The film will also screen at this year’s Africa in Motion (AiM), an annual African film festival taking place in Scotland, from 26 October to 4 November. Now in its twelfth year, AiM brings the best of African cinema to Scotland, making it possible for Scottish audiences to engage with African stories and industry professionals from the continent.

“Screening at festivals enables the film to play to an audience of receptive and appreciative filmgoers,” says Helen Kuun. MD of Indigenous Film Distribution. “It’s an excellent way to build publicity for a film like ‘Mayfair’ in the lead up to its release.”

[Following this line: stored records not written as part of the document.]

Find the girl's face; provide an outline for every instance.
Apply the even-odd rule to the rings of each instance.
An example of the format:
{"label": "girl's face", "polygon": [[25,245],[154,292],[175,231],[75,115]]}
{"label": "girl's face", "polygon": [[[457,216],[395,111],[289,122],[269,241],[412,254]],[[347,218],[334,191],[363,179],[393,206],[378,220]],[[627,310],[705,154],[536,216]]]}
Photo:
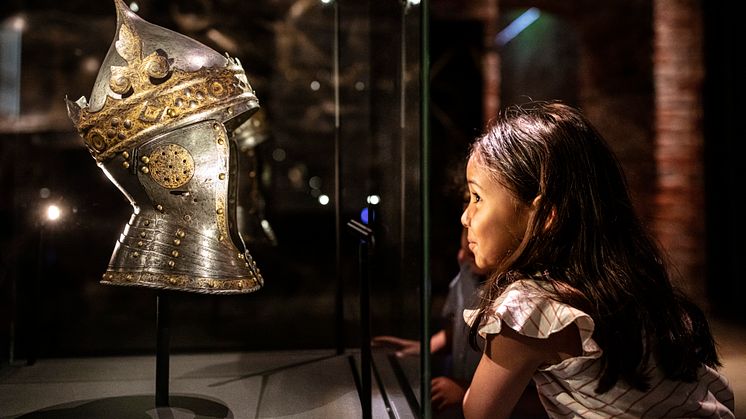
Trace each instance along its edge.
{"label": "girl's face", "polygon": [[532,207],[518,201],[472,156],[466,166],[469,205],[461,215],[480,269],[494,269],[521,243]]}

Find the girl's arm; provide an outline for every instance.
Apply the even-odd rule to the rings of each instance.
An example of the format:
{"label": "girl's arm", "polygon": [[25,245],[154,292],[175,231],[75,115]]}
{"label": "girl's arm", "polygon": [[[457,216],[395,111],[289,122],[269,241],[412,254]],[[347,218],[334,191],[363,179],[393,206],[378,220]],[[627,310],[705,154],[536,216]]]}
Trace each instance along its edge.
{"label": "girl's arm", "polygon": [[546,339],[530,338],[503,327],[487,335],[482,360],[464,397],[467,419],[508,418],[536,370],[581,354],[574,325]]}

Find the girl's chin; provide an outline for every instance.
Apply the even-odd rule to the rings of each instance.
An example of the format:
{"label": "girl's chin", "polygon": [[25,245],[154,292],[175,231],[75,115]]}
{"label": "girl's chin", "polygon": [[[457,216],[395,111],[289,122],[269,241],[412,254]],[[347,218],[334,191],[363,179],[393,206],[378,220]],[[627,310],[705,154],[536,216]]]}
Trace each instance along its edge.
{"label": "girl's chin", "polygon": [[475,255],[474,266],[482,272],[490,272],[497,266],[497,261],[490,261]]}
{"label": "girl's chin", "polygon": [[482,271],[486,271],[490,269],[490,265],[485,263],[484,260],[480,260],[480,259],[474,260],[474,266],[476,266],[477,269],[482,270]]}

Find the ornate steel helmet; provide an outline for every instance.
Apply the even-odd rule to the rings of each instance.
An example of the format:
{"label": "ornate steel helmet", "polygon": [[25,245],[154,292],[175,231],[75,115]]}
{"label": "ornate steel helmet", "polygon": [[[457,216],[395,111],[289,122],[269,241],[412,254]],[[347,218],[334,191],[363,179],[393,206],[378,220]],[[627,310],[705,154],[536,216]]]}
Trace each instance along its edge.
{"label": "ornate steel helmet", "polygon": [[70,119],[134,208],[102,283],[247,293],[263,279],[236,225],[232,131],[258,108],[240,62],[114,0],[117,31]]}

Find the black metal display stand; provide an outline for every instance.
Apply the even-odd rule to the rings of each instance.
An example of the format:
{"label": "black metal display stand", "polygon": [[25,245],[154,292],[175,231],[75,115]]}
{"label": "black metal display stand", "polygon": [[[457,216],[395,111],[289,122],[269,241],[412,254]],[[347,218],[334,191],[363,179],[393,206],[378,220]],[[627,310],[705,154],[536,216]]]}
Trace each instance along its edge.
{"label": "black metal display stand", "polygon": [[155,353],[155,406],[168,407],[169,346],[171,315],[169,295],[161,291],[156,297],[157,341]]}
{"label": "black metal display stand", "polygon": [[371,336],[370,336],[370,258],[373,255],[375,240],[373,230],[353,219],[347,223],[359,241],[359,275],[360,275],[360,404],[363,419],[373,417],[371,403]]}

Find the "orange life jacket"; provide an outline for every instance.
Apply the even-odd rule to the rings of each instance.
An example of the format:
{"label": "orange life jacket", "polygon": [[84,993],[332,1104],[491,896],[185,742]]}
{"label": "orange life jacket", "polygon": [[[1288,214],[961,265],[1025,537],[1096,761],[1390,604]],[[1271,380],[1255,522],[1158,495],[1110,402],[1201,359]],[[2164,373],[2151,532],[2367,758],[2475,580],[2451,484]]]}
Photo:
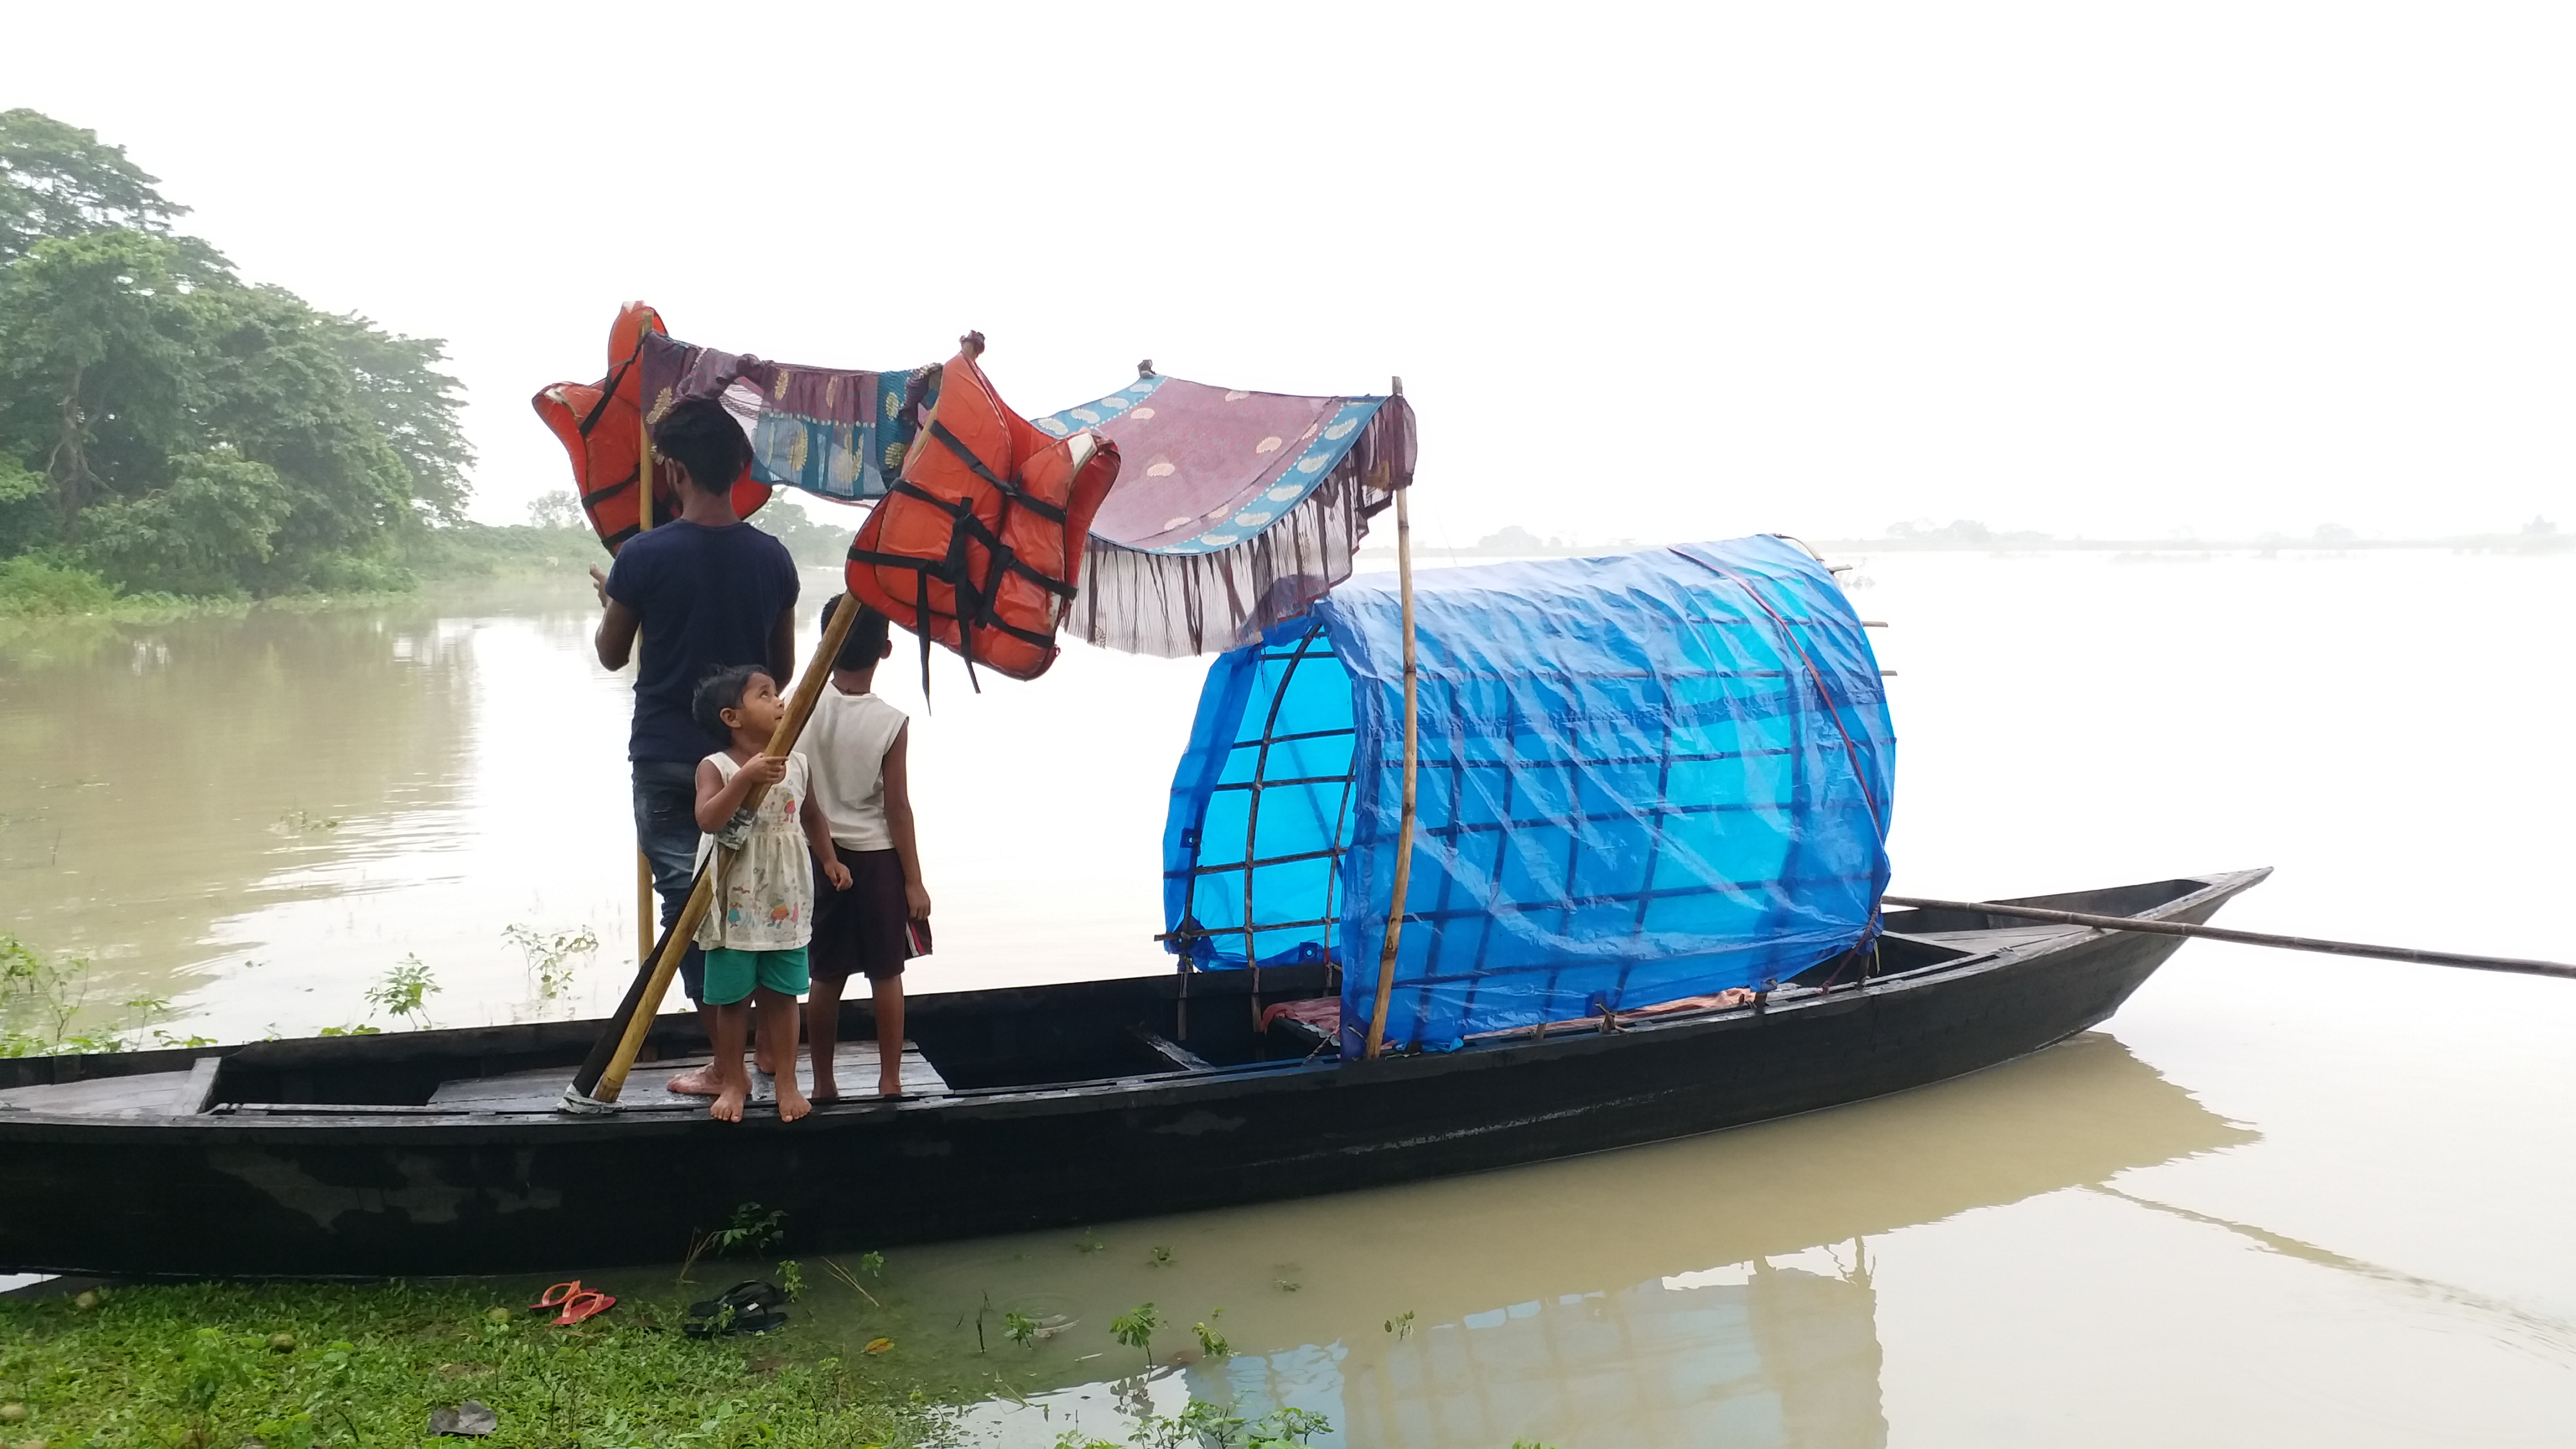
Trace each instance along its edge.
{"label": "orange life jacket", "polygon": [[[608,376],[594,383],[558,382],[528,400],[571,455],[581,511],[612,554],[643,523],[635,491],[635,455],[643,447],[636,407],[644,388],[644,334],[663,330],[661,313],[642,302],[627,303],[608,329]],[[654,459],[655,523],[680,516],[678,472],[667,459]],[[734,516],[749,518],[768,501],[769,486],[753,482],[745,463],[734,480]]]}
{"label": "orange life jacket", "polygon": [[1118,480],[1118,445],[1094,432],[1054,438],[1004,406],[969,333],[942,371],[939,400],[903,476],[850,544],[850,596],[1013,679],[1055,662],[1056,624],[1082,582],[1091,517]]}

The film draws on the rich history of Mayfair, an Indian neighbourhood during the apartheid era that has more recently become an enclave for Somali immigrants arriving in Johannesburg. Despite their shared Muslim culture, the original residents of the suburb come into conflict with the Somali gangs and it’s the story of this struggle that lies at the heart of the film.

Zaid finds that everything at home has changed. The old neighbourhood is full of new immigrants with different ways of doing things. His father is in over his head as a result of a soured deal with ruthless Somalis. Zaid remains reluctant to become involved but when Faiza, his baby sister, is kidnapped after a failed cash drop to resolve the Somali deal, Zaid must decide how far he is prepared to go to protect his family.